(04/21/2015, 08:23 AM)sheldonison Wrote: and sexp(10) is a humongous number. The largest number pari-gp can represent is about \( \text{sexp}_e\left(4.08\right)\approx 7.24676\cdot 10^{131475196{ \)That was my dumb mistake. I didn't needed sexp(10), but sexp(I*10).
¿Do you think that the tiny spirals at the end of the lines ͥ·ˣa (as x→∞) are accurate, or just a numerical artifact?
¿Did you attempted to find the base for which the lines turn into an "ellipse" (or something close)?. I guess a=e^(e^-1); that would "explain" the change of state.
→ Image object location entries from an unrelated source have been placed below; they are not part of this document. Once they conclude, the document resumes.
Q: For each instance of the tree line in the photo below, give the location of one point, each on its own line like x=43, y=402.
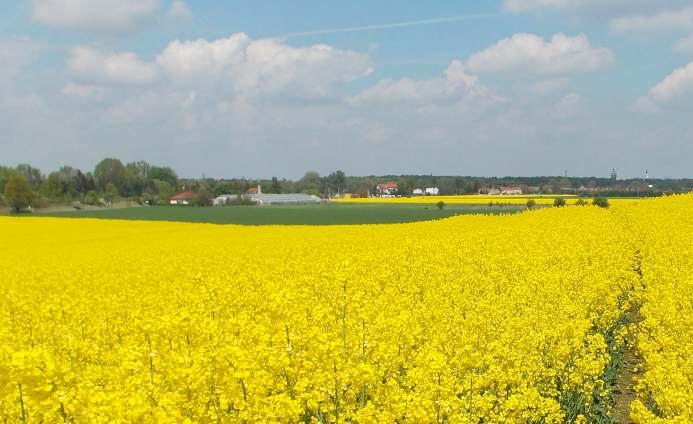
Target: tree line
x=142, y=182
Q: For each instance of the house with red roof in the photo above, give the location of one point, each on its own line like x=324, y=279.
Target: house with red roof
x=181, y=199
x=388, y=188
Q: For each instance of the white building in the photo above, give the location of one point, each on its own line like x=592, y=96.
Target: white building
x=270, y=199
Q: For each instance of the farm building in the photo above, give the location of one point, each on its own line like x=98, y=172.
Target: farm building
x=270, y=199
x=511, y=190
x=184, y=198
x=428, y=191
x=388, y=188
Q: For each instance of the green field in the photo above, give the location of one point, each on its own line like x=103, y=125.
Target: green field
x=324, y=214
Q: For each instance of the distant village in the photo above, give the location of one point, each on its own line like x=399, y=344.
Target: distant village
x=112, y=181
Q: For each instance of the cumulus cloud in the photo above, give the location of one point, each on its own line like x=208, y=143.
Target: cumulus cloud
x=263, y=66
x=200, y=59
x=530, y=54
x=675, y=86
x=102, y=15
x=456, y=84
x=663, y=21
x=115, y=68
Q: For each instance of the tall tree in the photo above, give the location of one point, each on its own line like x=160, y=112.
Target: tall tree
x=110, y=171
x=163, y=173
x=18, y=192
x=31, y=174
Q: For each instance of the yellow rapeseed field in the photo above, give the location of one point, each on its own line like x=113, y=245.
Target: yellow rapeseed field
x=493, y=319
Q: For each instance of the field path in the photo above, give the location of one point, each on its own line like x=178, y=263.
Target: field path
x=624, y=392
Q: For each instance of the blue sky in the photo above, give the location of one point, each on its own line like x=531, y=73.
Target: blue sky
x=260, y=88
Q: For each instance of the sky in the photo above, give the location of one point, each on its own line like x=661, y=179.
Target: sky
x=276, y=88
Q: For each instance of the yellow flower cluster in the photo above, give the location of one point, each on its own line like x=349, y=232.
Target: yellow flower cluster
x=464, y=320
x=663, y=232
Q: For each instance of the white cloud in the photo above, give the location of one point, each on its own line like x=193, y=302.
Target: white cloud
x=84, y=91
x=102, y=15
x=192, y=60
x=530, y=54
x=676, y=85
x=455, y=85
x=263, y=66
x=271, y=66
x=685, y=45
x=179, y=12
x=663, y=21
x=115, y=68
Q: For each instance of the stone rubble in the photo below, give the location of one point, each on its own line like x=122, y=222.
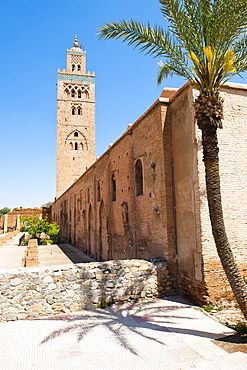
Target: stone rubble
x=32, y=292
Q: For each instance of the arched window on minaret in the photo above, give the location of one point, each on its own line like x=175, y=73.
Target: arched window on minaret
x=113, y=187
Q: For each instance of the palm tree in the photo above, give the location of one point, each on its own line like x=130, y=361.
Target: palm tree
x=204, y=41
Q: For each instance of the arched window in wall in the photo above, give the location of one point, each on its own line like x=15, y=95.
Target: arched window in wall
x=138, y=177
x=113, y=187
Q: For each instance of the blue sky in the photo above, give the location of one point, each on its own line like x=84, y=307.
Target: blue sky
x=34, y=37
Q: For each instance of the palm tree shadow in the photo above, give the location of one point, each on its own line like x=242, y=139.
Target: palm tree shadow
x=123, y=320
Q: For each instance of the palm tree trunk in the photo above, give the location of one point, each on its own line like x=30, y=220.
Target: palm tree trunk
x=211, y=162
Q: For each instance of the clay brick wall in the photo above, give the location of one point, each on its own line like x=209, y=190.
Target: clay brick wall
x=170, y=219
x=130, y=226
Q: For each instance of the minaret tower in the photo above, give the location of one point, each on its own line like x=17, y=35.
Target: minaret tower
x=75, y=119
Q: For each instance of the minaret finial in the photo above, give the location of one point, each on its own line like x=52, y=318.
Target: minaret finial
x=76, y=42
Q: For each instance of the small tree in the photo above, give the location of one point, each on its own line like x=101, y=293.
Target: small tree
x=4, y=210
x=47, y=205
x=36, y=226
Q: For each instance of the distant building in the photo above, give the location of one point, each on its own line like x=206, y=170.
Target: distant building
x=145, y=196
x=75, y=119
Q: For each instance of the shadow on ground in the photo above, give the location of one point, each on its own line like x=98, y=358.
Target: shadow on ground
x=75, y=254
x=148, y=321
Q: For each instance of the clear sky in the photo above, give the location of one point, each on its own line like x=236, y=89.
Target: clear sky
x=34, y=37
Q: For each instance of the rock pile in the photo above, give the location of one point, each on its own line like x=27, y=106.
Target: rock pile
x=32, y=292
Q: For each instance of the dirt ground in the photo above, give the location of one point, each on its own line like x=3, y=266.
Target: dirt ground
x=229, y=314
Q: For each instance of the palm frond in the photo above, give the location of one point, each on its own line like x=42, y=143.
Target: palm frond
x=192, y=27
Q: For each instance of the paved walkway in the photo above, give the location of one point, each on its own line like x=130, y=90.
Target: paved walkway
x=11, y=254
x=159, y=335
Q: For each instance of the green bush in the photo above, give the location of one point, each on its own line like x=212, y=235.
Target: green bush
x=35, y=226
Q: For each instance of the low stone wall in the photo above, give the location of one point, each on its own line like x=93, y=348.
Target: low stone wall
x=32, y=292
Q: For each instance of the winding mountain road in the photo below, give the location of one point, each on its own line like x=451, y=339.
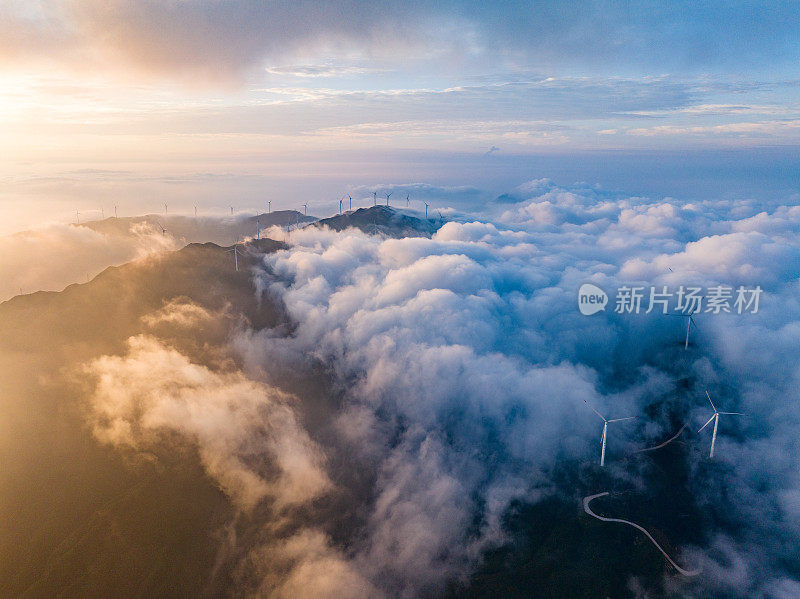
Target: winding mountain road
x=588, y=510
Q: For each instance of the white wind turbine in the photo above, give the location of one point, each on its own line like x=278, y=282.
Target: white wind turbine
x=690, y=321
x=715, y=418
x=605, y=431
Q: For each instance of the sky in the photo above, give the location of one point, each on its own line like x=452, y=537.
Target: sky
x=219, y=103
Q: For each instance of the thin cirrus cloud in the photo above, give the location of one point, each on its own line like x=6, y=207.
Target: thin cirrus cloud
x=223, y=40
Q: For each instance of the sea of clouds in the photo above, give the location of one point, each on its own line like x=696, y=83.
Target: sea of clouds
x=456, y=374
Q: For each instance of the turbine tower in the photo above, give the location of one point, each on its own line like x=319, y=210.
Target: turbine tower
x=689, y=324
x=605, y=431
x=715, y=418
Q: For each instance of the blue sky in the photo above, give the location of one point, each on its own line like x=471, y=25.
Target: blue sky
x=305, y=97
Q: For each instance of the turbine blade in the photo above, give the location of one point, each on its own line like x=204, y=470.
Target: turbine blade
x=595, y=411
x=707, y=423
x=709, y=399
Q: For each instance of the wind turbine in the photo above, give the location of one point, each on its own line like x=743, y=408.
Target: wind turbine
x=715, y=418
x=236, y=254
x=605, y=431
x=689, y=324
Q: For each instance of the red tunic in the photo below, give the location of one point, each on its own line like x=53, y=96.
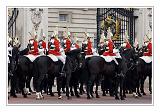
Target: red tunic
x=34, y=51
x=89, y=48
x=149, y=52
x=67, y=44
x=128, y=45
x=56, y=50
x=44, y=44
x=110, y=50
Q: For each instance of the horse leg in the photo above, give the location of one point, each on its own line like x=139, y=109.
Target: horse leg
x=142, y=86
x=150, y=84
x=28, y=87
x=38, y=86
x=13, y=87
x=50, y=83
x=90, y=86
x=97, y=83
x=59, y=86
x=75, y=89
x=63, y=84
x=71, y=90
x=122, y=86
x=103, y=88
x=22, y=87
x=67, y=84
x=91, y=90
x=116, y=89
x=81, y=88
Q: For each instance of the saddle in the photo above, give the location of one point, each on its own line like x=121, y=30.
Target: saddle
x=147, y=59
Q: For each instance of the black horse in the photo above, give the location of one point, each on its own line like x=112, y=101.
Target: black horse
x=45, y=67
x=22, y=70
x=74, y=62
x=144, y=70
x=132, y=79
x=12, y=67
x=97, y=66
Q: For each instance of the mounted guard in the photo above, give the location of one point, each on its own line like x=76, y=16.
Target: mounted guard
x=42, y=45
x=67, y=41
x=126, y=43
x=109, y=55
x=54, y=49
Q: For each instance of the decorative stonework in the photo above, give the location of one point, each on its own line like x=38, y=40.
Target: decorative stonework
x=36, y=17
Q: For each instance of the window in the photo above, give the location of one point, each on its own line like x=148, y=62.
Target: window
x=63, y=17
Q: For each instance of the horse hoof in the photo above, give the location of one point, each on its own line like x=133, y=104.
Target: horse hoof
x=14, y=96
x=38, y=98
x=139, y=95
x=122, y=98
x=88, y=97
x=144, y=93
x=97, y=96
x=77, y=96
x=52, y=94
x=68, y=98
x=60, y=97
x=25, y=96
x=29, y=93
x=117, y=98
x=103, y=94
x=72, y=94
x=92, y=96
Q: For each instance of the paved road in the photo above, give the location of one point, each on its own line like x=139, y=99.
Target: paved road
x=83, y=99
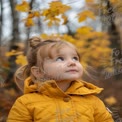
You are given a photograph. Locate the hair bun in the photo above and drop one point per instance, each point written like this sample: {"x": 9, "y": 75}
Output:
{"x": 34, "y": 41}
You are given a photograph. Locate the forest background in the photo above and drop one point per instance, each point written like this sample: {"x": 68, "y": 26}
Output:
{"x": 94, "y": 26}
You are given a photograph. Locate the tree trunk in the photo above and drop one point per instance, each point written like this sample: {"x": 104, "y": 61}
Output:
{"x": 1, "y": 23}
{"x": 15, "y": 22}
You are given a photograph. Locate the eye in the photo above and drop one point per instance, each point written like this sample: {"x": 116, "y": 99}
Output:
{"x": 60, "y": 59}
{"x": 76, "y": 58}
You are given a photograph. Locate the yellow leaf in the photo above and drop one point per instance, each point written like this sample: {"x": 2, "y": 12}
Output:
{"x": 50, "y": 23}
{"x": 89, "y": 1}
{"x": 23, "y": 7}
{"x": 29, "y": 22}
{"x": 37, "y": 14}
{"x": 21, "y": 60}
{"x": 31, "y": 15}
{"x": 113, "y": 1}
{"x": 84, "y": 30}
{"x": 85, "y": 14}
{"x": 111, "y": 100}
{"x": 12, "y": 53}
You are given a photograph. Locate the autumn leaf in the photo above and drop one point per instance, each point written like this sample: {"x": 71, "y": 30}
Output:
{"x": 36, "y": 13}
{"x": 12, "y": 53}
{"x": 84, "y": 30}
{"x": 89, "y": 1}
{"x": 23, "y": 7}
{"x": 21, "y": 60}
{"x": 56, "y": 9}
{"x": 113, "y": 1}
{"x": 85, "y": 14}
{"x": 29, "y": 22}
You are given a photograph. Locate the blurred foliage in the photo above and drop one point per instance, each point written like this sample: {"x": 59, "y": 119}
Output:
{"x": 93, "y": 46}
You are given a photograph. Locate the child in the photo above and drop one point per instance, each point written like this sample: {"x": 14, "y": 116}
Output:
{"x": 53, "y": 89}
Now, if the bases\( \\[15pt]
{1<a<e^{e^{-1}} } \)really turn into ellipses, then it should be easy to find an algebraic expression for tetration to real exponents, or at least an important insight for \( \\[20pt]
{^{\frac{1}{x}}a} \)
The base \( \\[15pt]
{a=e^{e^{-1}} } \) seems to match an ellipse with center near c=2.65599203615835 (Don't take that precision as accurate. I got it from Excel), relation of axis b=a, and radius \( \\[20pt]
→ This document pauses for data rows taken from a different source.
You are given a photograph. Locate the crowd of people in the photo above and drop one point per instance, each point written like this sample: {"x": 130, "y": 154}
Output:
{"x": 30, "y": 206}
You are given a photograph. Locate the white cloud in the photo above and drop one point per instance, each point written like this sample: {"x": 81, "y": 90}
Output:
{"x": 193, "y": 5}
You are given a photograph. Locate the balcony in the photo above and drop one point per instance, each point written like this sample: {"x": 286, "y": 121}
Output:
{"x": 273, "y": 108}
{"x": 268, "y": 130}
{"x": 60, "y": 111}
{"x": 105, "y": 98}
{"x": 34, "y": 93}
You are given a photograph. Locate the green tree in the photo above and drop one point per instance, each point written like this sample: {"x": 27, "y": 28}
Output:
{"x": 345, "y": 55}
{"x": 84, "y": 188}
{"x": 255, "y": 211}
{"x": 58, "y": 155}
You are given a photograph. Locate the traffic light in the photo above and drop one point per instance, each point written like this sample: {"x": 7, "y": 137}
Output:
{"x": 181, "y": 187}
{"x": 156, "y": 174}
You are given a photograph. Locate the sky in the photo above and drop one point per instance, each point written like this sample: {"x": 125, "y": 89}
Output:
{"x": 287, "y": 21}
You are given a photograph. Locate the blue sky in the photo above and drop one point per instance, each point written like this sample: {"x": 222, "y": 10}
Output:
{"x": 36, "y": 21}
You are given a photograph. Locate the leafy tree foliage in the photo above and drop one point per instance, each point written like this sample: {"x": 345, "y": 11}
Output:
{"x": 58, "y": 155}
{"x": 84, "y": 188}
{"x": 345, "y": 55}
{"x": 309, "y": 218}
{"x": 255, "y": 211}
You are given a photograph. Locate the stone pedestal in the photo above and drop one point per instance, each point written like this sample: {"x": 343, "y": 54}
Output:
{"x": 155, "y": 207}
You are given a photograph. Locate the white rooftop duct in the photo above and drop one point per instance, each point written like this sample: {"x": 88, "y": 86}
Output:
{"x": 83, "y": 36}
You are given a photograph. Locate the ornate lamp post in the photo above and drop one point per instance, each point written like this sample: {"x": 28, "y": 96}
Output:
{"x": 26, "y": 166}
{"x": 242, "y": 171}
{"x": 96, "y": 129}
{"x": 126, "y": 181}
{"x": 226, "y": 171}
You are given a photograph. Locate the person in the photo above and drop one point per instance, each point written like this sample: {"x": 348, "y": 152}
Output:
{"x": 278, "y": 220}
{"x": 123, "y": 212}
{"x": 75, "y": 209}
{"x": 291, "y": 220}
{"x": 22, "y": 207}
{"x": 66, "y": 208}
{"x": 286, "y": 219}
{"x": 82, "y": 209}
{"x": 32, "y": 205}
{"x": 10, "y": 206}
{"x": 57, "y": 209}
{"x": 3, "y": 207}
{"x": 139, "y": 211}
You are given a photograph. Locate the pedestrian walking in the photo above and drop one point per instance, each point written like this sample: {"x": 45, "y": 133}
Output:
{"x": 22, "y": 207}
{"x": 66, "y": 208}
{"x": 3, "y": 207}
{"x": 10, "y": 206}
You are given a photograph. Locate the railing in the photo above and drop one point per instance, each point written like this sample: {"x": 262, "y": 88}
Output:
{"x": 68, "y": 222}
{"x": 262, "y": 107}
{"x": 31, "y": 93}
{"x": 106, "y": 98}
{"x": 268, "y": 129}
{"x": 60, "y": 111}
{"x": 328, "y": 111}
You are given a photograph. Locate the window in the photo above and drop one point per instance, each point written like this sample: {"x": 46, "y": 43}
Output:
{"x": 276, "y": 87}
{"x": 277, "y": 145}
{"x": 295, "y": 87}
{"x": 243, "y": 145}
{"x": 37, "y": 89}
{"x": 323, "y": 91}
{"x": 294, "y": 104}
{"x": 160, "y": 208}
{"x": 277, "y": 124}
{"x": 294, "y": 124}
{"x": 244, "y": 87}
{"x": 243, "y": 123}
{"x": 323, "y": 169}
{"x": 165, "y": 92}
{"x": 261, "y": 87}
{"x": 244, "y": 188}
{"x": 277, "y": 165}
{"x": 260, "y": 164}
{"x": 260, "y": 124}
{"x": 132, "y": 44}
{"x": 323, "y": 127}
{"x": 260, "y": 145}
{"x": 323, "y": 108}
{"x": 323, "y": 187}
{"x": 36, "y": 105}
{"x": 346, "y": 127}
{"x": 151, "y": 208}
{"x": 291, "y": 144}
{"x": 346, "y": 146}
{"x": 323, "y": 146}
{r=\left(e^{\pi}+W_{(1)}\right)^{\,e^{-\pi}}} \), or
\( \left(imag(^{i.x}a)\right)^2 \,+\, \left({\frac{real(^{i.x}a)-c}{b}}\right)^2\,=\, r^2\\
\\
a=e^{e^{-1}} \\
b= e^{e^{-1}}\\
c= 2.655992036 \\
r=\left(e^{\pi}+W_{(1)}\right)^{\,e^{-\pi}}\\
\\
W_{(x)}.e^{W_{(x)}}=x \,\Rightarrow \, e={\frac{1}{W_{(1)}}}^{\frac{1}{W_{(1)}}} \,\Rightarrow \, W_{(1)}=0,56714329
\)
I have the result, but I do not yet know how to get it.